I've got myself a lovely new horse but now I need to get him home!

Can anyone recommend a cheap but good transport company?

I'll be moving the horse from a GL (Gloucestershire) postcode to BA (Wiltshire) postcode.

Approx 64 miles one way.

Thanks in advance.


----------



## singing dawg (9 July 2013)

There's no such thing as cheap transport i'm afraid, i'd look at spending about £200 on this at least, might be slightly cheaper if you could hire a lorry and do it yourself.  I know it's not a long way and presume you've asked the people you've bought him from?  i#m a abit too far down to be any help recommending anyone but the cheapest way might be to ring around a few transporters and see if they could put him on a shared load.  there is a website you can put your details in to find a share but i'm damned if i can remember the name of it.  Try posting in new lounge. oops, the tack room.  Enjoy new horse..... ever thought about trying endurance, a little 64 mile trek over a couple of days, just you and horse would be lovely!


----------



## Feisty Mare (9 July 2013)

I would recommend p&s Rawlings horse transport www.rawlingshorsetransport.co.uk/ - very good and local so should keep costs down for you


----------



## kezz86 (10 July 2013)

singing dawg said:



			There's no such thing as cheap transport i'm afraid, i'd look at spending about £200 on this at least, might be slightly cheaper if you could hire a lorry and do it yourself.  I know it's not a long way and presume you've asked the people you've bought him from?  i#m a abit too far down to be any help recommending anyone but the cheapest way might be to ring around a few transporters and see if they could put him on a shared load.  there is a website you can put your details in to find a share but i'm damned if i can remember the name of it.  Try posting in new lounge. oops, the tack room.  Enjoy new horse..... ever thought about trying endurance, a little 64 mile trek over a couple of days, just you and horse would be lovely!
		
Click to expand...

Yeh you're right I finding that there's no such thing as "cheap transport" insurance and all the other official stuff stings them and they can't change that it's their living afterall.

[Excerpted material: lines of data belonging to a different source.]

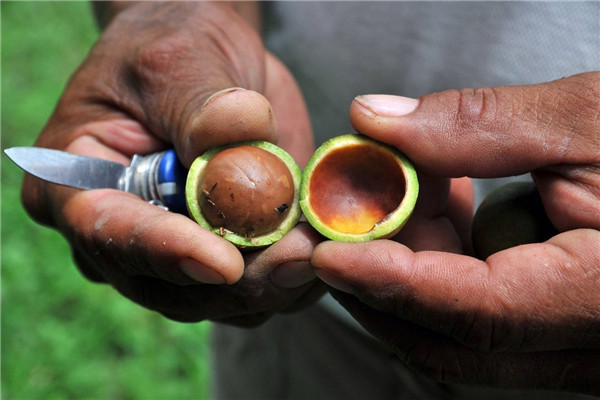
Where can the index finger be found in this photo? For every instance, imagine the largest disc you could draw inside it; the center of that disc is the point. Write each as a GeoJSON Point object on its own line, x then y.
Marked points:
{"type": "Point", "coordinates": [490, 132]}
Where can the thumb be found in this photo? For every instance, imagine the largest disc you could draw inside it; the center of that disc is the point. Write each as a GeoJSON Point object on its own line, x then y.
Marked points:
{"type": "Point", "coordinates": [489, 132]}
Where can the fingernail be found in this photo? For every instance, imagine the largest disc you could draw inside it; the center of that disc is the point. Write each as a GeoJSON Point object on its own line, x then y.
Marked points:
{"type": "Point", "coordinates": [386, 105]}
{"type": "Point", "coordinates": [333, 280]}
{"type": "Point", "coordinates": [293, 274]}
{"type": "Point", "coordinates": [201, 273]}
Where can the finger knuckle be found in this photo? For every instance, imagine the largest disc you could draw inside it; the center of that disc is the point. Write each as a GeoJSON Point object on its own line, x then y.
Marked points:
{"type": "Point", "coordinates": [167, 55]}
{"type": "Point", "coordinates": [476, 106]}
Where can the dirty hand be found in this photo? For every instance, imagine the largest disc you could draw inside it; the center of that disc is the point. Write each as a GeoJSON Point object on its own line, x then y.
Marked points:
{"type": "Point", "coordinates": [189, 76]}
{"type": "Point", "coordinates": [528, 316]}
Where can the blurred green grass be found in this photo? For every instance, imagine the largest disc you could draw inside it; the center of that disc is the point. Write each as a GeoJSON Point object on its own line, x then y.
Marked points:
{"type": "Point", "coordinates": [62, 336]}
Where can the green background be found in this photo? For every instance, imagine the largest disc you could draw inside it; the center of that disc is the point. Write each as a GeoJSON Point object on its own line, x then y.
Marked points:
{"type": "Point", "coordinates": [62, 336]}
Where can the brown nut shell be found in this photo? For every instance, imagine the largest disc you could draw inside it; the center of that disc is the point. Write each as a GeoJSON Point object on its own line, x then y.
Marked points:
{"type": "Point", "coordinates": [246, 190]}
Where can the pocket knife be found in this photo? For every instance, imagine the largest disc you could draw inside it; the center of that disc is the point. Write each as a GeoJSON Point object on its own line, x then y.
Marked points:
{"type": "Point", "coordinates": [158, 178]}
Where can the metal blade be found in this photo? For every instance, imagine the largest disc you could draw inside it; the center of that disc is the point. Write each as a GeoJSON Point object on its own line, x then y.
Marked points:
{"type": "Point", "coordinates": [67, 169]}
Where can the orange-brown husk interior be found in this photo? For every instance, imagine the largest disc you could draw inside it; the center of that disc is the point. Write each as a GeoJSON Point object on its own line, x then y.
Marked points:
{"type": "Point", "coordinates": [354, 187]}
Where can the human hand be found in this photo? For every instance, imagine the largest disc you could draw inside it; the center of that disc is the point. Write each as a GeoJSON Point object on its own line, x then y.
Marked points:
{"type": "Point", "coordinates": [528, 316]}
{"type": "Point", "coordinates": [189, 76]}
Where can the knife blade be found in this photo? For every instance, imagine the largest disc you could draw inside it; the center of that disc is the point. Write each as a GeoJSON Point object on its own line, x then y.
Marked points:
{"type": "Point", "coordinates": [158, 178]}
{"type": "Point", "coordinates": [68, 169]}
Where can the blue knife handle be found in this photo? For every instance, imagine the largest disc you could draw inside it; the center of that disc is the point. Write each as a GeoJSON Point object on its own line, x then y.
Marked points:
{"type": "Point", "coordinates": [170, 181]}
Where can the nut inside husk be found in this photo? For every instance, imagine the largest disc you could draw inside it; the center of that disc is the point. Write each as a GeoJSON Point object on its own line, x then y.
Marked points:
{"type": "Point", "coordinates": [247, 192]}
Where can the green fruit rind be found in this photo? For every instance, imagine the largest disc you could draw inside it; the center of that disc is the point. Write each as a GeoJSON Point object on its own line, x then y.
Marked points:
{"type": "Point", "coordinates": [293, 214]}
{"type": "Point", "coordinates": [393, 222]}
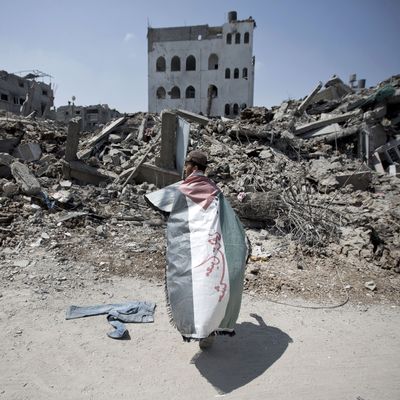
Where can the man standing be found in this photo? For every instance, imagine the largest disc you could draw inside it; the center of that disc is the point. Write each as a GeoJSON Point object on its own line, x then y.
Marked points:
{"type": "Point", "coordinates": [206, 257]}
{"type": "Point", "coordinates": [207, 252]}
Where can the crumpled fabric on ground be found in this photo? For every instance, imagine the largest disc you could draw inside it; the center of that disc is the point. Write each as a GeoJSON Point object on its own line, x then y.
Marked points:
{"type": "Point", "coordinates": [117, 314]}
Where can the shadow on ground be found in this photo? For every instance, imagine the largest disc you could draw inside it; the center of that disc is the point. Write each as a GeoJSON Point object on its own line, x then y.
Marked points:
{"type": "Point", "coordinates": [233, 362]}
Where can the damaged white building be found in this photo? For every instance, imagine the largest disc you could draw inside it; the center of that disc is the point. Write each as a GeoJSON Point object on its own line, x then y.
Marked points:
{"type": "Point", "coordinates": [203, 69]}
{"type": "Point", "coordinates": [24, 93]}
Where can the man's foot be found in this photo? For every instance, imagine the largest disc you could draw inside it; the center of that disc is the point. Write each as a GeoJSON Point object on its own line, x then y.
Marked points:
{"type": "Point", "coordinates": [206, 342]}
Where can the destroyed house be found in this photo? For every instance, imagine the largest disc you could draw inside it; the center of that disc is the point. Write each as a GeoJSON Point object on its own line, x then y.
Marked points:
{"type": "Point", "coordinates": [25, 94]}
{"type": "Point", "coordinates": [92, 116]}
{"type": "Point", "coordinates": [202, 69]}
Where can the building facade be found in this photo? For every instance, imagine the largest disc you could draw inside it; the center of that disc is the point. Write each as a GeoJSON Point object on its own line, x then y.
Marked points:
{"type": "Point", "coordinates": [203, 69]}
{"type": "Point", "coordinates": [92, 116]}
{"type": "Point", "coordinates": [25, 94]}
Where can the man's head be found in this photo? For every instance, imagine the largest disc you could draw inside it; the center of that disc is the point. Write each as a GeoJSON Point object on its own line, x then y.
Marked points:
{"type": "Point", "coordinates": [195, 161]}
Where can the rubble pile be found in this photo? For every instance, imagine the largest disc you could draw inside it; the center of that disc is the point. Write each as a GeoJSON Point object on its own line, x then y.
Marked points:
{"type": "Point", "coordinates": [315, 182]}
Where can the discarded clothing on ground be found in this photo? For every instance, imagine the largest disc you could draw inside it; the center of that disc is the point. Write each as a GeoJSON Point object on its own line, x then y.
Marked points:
{"type": "Point", "coordinates": [206, 256]}
{"type": "Point", "coordinates": [117, 314]}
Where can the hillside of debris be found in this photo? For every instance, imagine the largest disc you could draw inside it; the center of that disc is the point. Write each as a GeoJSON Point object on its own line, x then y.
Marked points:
{"type": "Point", "coordinates": [315, 182]}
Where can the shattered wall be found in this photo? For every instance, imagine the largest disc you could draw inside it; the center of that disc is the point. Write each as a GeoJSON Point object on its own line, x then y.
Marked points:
{"type": "Point", "coordinates": [23, 95]}
{"type": "Point", "coordinates": [92, 116]}
{"type": "Point", "coordinates": [208, 70]}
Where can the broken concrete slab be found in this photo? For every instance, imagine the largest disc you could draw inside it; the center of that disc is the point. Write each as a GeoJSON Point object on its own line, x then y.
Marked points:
{"type": "Point", "coordinates": [193, 117]}
{"type": "Point", "coordinates": [8, 145]}
{"type": "Point", "coordinates": [376, 163]}
{"type": "Point", "coordinates": [167, 157]}
{"type": "Point", "coordinates": [28, 152]}
{"type": "Point", "coordinates": [100, 137]}
{"type": "Point", "coordinates": [142, 128]}
{"type": "Point", "coordinates": [6, 159]}
{"type": "Point", "coordinates": [160, 177]}
{"type": "Point", "coordinates": [359, 180]}
{"type": "Point", "coordinates": [324, 122]}
{"type": "Point", "coordinates": [71, 146]}
{"type": "Point", "coordinates": [85, 173]}
{"type": "Point", "coordinates": [309, 98]}
{"type": "Point", "coordinates": [27, 182]}
{"type": "Point", "coordinates": [377, 136]}
{"type": "Point", "coordinates": [327, 130]}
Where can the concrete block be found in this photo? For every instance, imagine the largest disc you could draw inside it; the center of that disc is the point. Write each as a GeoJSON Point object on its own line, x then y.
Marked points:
{"type": "Point", "coordinates": [28, 152]}
{"type": "Point", "coordinates": [168, 141]}
{"type": "Point", "coordinates": [100, 137]}
{"type": "Point", "coordinates": [377, 136]}
{"type": "Point", "coordinates": [323, 122]}
{"type": "Point", "coordinates": [27, 182]}
{"type": "Point", "coordinates": [193, 117]}
{"type": "Point", "coordinates": [310, 98]}
{"type": "Point", "coordinates": [158, 176]}
{"type": "Point", "coordinates": [359, 180]}
{"type": "Point", "coordinates": [71, 146]}
{"type": "Point", "coordinates": [376, 163]}
{"type": "Point", "coordinates": [8, 145]}
{"type": "Point", "coordinates": [85, 173]}
{"type": "Point", "coordinates": [6, 159]}
{"type": "Point", "coordinates": [327, 130]}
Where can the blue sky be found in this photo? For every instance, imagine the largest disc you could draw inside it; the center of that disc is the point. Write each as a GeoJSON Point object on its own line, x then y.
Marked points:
{"type": "Point", "coordinates": [96, 49]}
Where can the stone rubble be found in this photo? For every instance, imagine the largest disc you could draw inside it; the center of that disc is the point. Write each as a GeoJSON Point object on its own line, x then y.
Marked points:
{"type": "Point", "coordinates": [311, 180]}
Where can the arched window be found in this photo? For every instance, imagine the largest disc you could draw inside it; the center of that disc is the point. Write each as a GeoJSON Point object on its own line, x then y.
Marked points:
{"type": "Point", "coordinates": [191, 63]}
{"type": "Point", "coordinates": [237, 38]}
{"type": "Point", "coordinates": [213, 61]}
{"type": "Point", "coordinates": [160, 64]}
{"type": "Point", "coordinates": [190, 92]}
{"type": "Point", "coordinates": [160, 93]}
{"type": "Point", "coordinates": [212, 91]}
{"type": "Point", "coordinates": [175, 93]}
{"type": "Point", "coordinates": [175, 63]}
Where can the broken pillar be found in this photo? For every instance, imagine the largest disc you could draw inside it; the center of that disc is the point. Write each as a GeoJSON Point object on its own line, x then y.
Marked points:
{"type": "Point", "coordinates": [168, 141]}
{"type": "Point", "coordinates": [27, 182]}
{"type": "Point", "coordinates": [359, 180]}
{"type": "Point", "coordinates": [85, 173]}
{"type": "Point", "coordinates": [28, 152]}
{"type": "Point", "coordinates": [309, 98]}
{"type": "Point", "coordinates": [71, 146]}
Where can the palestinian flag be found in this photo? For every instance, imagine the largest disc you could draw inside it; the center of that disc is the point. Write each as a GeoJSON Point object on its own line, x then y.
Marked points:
{"type": "Point", "coordinates": [206, 257]}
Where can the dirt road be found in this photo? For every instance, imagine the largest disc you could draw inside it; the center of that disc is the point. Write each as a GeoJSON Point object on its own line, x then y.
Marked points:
{"type": "Point", "coordinates": [279, 352]}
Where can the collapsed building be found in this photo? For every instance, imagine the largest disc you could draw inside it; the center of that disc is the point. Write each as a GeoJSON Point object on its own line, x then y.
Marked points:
{"type": "Point", "coordinates": [203, 69]}
{"type": "Point", "coordinates": [91, 116]}
{"type": "Point", "coordinates": [301, 175]}
{"type": "Point", "coordinates": [24, 94]}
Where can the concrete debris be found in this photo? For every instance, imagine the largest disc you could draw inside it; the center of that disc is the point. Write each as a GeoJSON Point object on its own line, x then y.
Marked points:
{"type": "Point", "coordinates": [25, 179]}
{"type": "Point", "coordinates": [317, 177]}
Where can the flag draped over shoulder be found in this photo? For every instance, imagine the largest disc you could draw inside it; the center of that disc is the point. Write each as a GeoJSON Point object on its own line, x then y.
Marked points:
{"type": "Point", "coordinates": [206, 257]}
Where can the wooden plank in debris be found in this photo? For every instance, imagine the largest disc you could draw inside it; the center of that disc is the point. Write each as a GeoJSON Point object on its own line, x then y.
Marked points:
{"type": "Point", "coordinates": [323, 122]}
{"type": "Point", "coordinates": [99, 137]}
{"type": "Point", "coordinates": [193, 117]}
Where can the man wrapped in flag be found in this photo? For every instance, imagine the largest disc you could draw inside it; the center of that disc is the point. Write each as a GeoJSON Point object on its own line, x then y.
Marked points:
{"type": "Point", "coordinates": [207, 251]}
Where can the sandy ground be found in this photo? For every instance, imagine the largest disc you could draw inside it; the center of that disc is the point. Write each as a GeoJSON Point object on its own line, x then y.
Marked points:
{"type": "Point", "coordinates": [279, 352]}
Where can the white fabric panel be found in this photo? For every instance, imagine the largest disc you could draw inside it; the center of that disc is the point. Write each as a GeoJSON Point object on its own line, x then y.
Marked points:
{"type": "Point", "coordinates": [210, 274]}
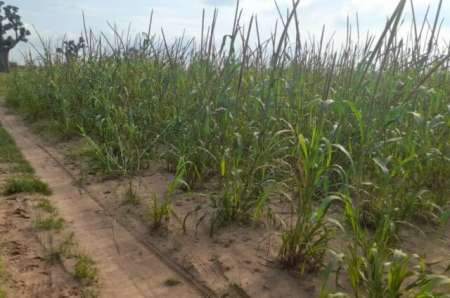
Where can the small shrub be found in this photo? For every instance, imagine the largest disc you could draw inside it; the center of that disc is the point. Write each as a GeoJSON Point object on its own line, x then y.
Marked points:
{"type": "Point", "coordinates": [85, 270]}
{"type": "Point", "coordinates": [46, 206]}
{"type": "Point", "coordinates": [26, 185]}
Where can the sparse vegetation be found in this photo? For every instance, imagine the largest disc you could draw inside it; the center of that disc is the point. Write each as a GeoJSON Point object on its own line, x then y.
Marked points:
{"type": "Point", "coordinates": [301, 121]}
{"type": "Point", "coordinates": [85, 270]}
{"type": "Point", "coordinates": [49, 223]}
{"type": "Point", "coordinates": [2, 279]}
{"type": "Point", "coordinates": [25, 185]}
{"type": "Point", "coordinates": [46, 205]}
{"type": "Point", "coordinates": [11, 155]}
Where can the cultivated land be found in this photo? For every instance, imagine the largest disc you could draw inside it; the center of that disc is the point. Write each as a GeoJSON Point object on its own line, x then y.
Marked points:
{"type": "Point", "coordinates": [26, 267]}
{"type": "Point", "coordinates": [285, 168]}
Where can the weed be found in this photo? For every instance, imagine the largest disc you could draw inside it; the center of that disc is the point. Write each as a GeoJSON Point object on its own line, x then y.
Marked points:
{"type": "Point", "coordinates": [56, 252]}
{"type": "Point", "coordinates": [46, 205]}
{"type": "Point", "coordinates": [159, 212]}
{"type": "Point", "coordinates": [9, 153]}
{"type": "Point", "coordinates": [131, 197]}
{"type": "Point", "coordinates": [25, 185]}
{"type": "Point", "coordinates": [2, 279]}
{"type": "Point", "coordinates": [85, 270]}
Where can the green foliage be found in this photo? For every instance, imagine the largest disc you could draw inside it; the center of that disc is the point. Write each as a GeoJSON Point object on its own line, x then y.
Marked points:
{"type": "Point", "coordinates": [25, 185]}
{"type": "Point", "coordinates": [370, 120]}
{"type": "Point", "coordinates": [46, 205]}
{"type": "Point", "coordinates": [375, 269]}
{"type": "Point", "coordinates": [159, 212]}
{"type": "Point", "coordinates": [85, 270]}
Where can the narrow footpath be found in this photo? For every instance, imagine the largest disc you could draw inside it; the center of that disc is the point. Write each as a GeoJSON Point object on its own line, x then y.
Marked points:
{"type": "Point", "coordinates": [127, 267]}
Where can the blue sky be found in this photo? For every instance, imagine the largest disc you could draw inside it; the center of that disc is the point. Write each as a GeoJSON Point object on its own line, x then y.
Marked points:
{"type": "Point", "coordinates": [55, 18]}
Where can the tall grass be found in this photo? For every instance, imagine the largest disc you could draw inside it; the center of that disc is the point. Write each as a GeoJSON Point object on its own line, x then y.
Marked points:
{"type": "Point", "coordinates": [369, 118]}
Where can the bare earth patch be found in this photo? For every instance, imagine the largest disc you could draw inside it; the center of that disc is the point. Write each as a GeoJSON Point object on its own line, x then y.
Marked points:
{"type": "Point", "coordinates": [26, 272]}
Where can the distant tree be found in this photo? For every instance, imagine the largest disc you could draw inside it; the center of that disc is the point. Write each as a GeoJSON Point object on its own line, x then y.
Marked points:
{"type": "Point", "coordinates": [12, 32]}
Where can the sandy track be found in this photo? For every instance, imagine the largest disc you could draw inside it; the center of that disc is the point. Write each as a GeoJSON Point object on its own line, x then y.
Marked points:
{"type": "Point", "coordinates": [128, 268]}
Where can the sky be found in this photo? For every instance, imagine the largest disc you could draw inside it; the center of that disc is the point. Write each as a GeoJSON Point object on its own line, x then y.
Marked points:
{"type": "Point", "coordinates": [54, 19]}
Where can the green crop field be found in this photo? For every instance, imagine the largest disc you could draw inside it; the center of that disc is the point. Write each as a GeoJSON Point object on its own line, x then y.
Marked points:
{"type": "Point", "coordinates": [362, 128]}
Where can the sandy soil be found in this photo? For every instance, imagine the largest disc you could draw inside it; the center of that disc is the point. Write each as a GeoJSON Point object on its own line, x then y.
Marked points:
{"type": "Point", "coordinates": [127, 268]}
{"type": "Point", "coordinates": [26, 272]}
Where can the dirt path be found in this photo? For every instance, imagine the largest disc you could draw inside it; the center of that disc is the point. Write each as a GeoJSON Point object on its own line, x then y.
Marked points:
{"type": "Point", "coordinates": [127, 267]}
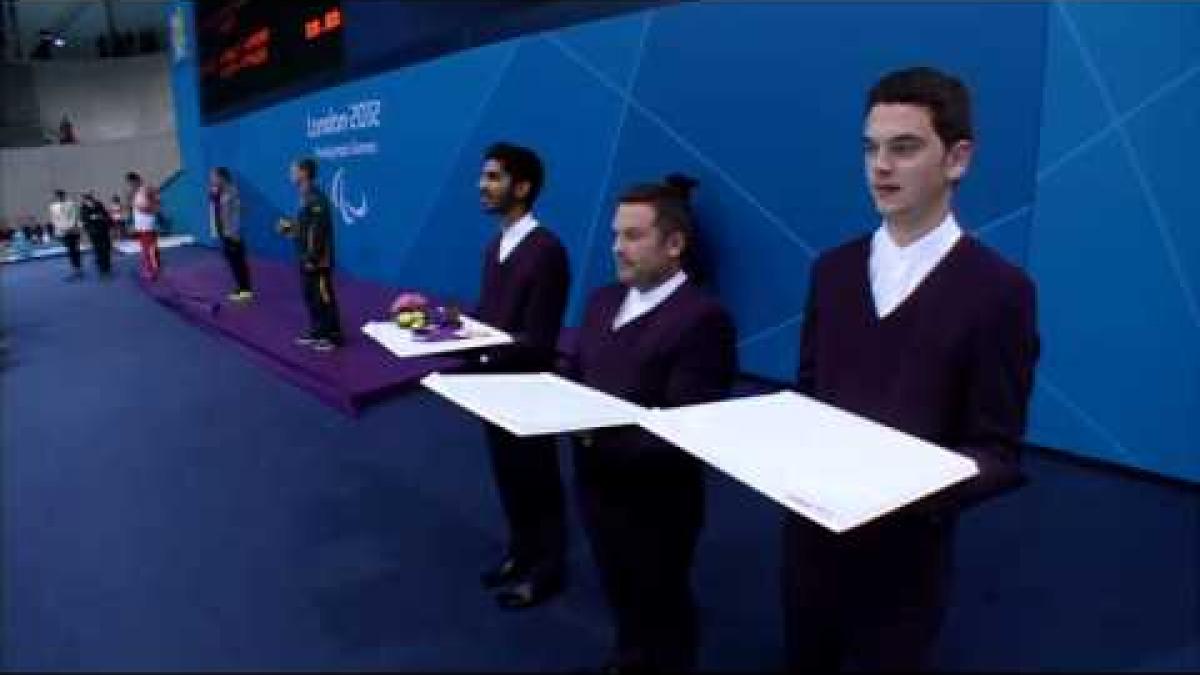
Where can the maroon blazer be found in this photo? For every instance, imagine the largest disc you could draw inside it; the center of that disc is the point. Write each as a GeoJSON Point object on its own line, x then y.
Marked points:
{"type": "Point", "coordinates": [952, 364]}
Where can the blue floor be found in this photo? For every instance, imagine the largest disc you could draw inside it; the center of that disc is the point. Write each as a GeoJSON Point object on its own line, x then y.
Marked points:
{"type": "Point", "coordinates": [169, 506]}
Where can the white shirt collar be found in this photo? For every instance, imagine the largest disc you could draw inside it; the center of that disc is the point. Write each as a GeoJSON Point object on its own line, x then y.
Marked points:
{"type": "Point", "coordinates": [514, 234]}
{"type": "Point", "coordinates": [639, 303]}
{"type": "Point", "coordinates": [895, 272]}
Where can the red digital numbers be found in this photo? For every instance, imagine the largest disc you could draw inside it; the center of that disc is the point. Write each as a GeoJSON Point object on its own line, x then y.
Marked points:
{"type": "Point", "coordinates": [322, 25]}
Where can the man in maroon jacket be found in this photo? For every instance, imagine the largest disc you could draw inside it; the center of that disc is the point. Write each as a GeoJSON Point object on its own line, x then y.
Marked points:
{"type": "Point", "coordinates": [658, 340]}
{"type": "Point", "coordinates": [525, 287]}
{"type": "Point", "coordinates": [922, 328]}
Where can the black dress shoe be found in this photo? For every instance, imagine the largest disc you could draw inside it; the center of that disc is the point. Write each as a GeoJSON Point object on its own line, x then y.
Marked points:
{"type": "Point", "coordinates": [532, 589]}
{"type": "Point", "coordinates": [505, 572]}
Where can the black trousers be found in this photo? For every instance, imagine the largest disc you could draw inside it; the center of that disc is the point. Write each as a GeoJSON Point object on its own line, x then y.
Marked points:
{"type": "Point", "coordinates": [642, 520]}
{"type": "Point", "coordinates": [869, 599]}
{"type": "Point", "coordinates": [318, 296]}
{"type": "Point", "coordinates": [71, 240]}
{"type": "Point", "coordinates": [102, 248]}
{"type": "Point", "coordinates": [235, 255]}
{"type": "Point", "coordinates": [529, 483]}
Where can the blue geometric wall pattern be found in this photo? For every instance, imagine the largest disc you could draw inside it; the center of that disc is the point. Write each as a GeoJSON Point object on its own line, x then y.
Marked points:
{"type": "Point", "coordinates": [1115, 246]}
{"type": "Point", "coordinates": [762, 102]}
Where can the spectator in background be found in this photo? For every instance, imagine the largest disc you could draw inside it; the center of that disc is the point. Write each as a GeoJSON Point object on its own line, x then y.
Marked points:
{"type": "Point", "coordinates": [66, 131]}
{"type": "Point", "coordinates": [65, 220]}
{"type": "Point", "coordinates": [225, 221]}
{"type": "Point", "coordinates": [99, 225]}
{"type": "Point", "coordinates": [144, 209]}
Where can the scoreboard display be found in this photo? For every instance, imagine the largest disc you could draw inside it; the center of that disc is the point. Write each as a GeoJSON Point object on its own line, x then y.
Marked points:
{"type": "Point", "coordinates": [250, 48]}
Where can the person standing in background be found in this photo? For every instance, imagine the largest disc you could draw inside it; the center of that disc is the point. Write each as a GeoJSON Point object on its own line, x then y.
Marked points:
{"type": "Point", "coordinates": [144, 217]}
{"type": "Point", "coordinates": [99, 225]}
{"type": "Point", "coordinates": [225, 222]}
{"type": "Point", "coordinates": [65, 220]}
{"type": "Point", "coordinates": [312, 230]}
{"type": "Point", "coordinates": [523, 292]}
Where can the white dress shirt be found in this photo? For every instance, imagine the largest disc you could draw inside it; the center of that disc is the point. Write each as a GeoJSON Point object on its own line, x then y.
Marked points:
{"type": "Point", "coordinates": [514, 234]}
{"type": "Point", "coordinates": [642, 302]}
{"type": "Point", "coordinates": [897, 272]}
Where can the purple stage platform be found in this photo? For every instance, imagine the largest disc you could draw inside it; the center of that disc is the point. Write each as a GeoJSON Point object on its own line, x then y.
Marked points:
{"type": "Point", "coordinates": [348, 378]}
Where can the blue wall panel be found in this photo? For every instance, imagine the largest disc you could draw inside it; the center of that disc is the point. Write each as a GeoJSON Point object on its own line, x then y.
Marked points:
{"type": "Point", "coordinates": [1115, 249]}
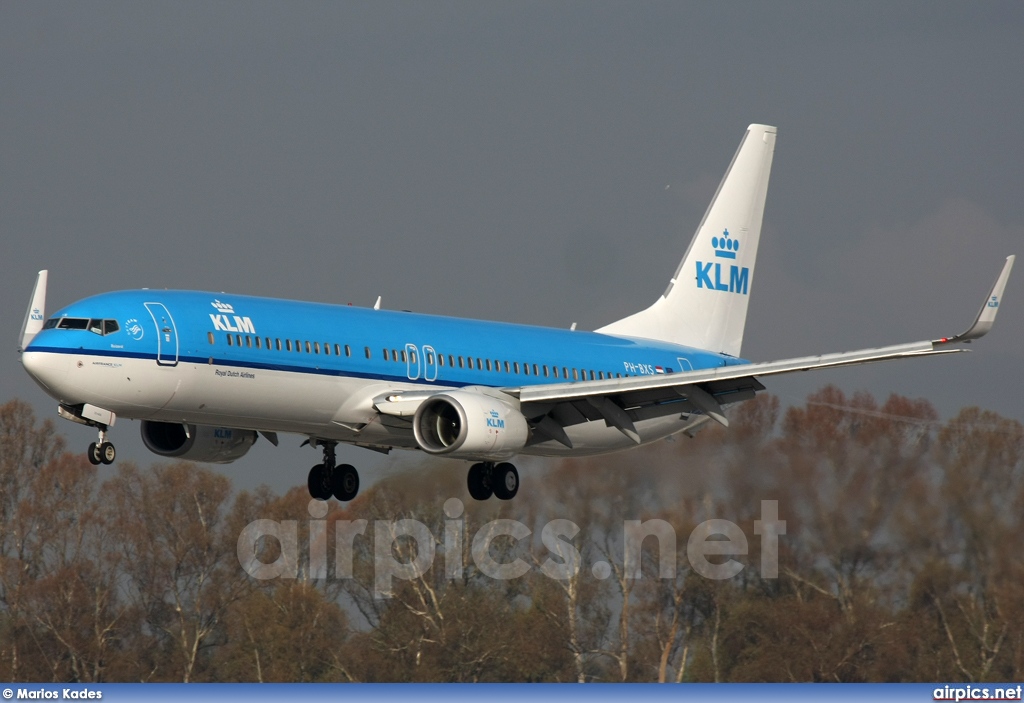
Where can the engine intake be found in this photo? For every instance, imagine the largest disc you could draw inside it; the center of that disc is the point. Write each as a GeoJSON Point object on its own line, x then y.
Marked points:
{"type": "Point", "coordinates": [469, 425]}
{"type": "Point", "coordinates": [199, 443]}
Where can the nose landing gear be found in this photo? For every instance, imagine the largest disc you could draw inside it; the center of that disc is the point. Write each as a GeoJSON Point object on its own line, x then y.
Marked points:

Lol I have considered riding him down it would be a good way to get to know him! 

Thanks!


----------



## kezz86 (10 July 2013)

Feisty Mare said:



			I would recommend p&s Rawlings horse transport www.rawlingshorsetransport.co.uk/ - very good and local so should keep costs down for you
		
Click to expand...

Thanks will give them a call this afternoon.


----------



## kezz86 (10 July 2013)

I've found transport now.

With http://www.attyourservice.co.uk/

She's done me a good price on the journey + a detour to collect my other horse!

Very quick responses by email so looking forward to meeting her tomorrow.


----------



## MochaDun (20 July 2013)

I used Pete Rawlings for the first time this week and only a short trip but they are excellent I thought, lovely lorries


----------



## TIMMYTIGER (20 July 2013)

I had the same issue, so i hired a 3.5 lorry!!! I am not to sure where they are in relation to you but i used a firm called Hire A Horse Trailer.com, they have a website and as it was mid week when i hired it, it was only £85. Hope you find something cheap enough for you


----------



## Spoiled cob (21 July 2013)

I have used at your service twice now and they are brilliant and fairly priced. The lorry is lovely.


----------



## Racergirl (21 July 2013)

Iwas going to use atyourservice to move a mare and foal up to shropshire - it didnt happen in the end, but I was incredibly impressed with Rebecca ( I think her name was?) and her whole attitude. wouldnt hesitate to use her if I needed to go up that way. 

Have fun with your new horse !!


----------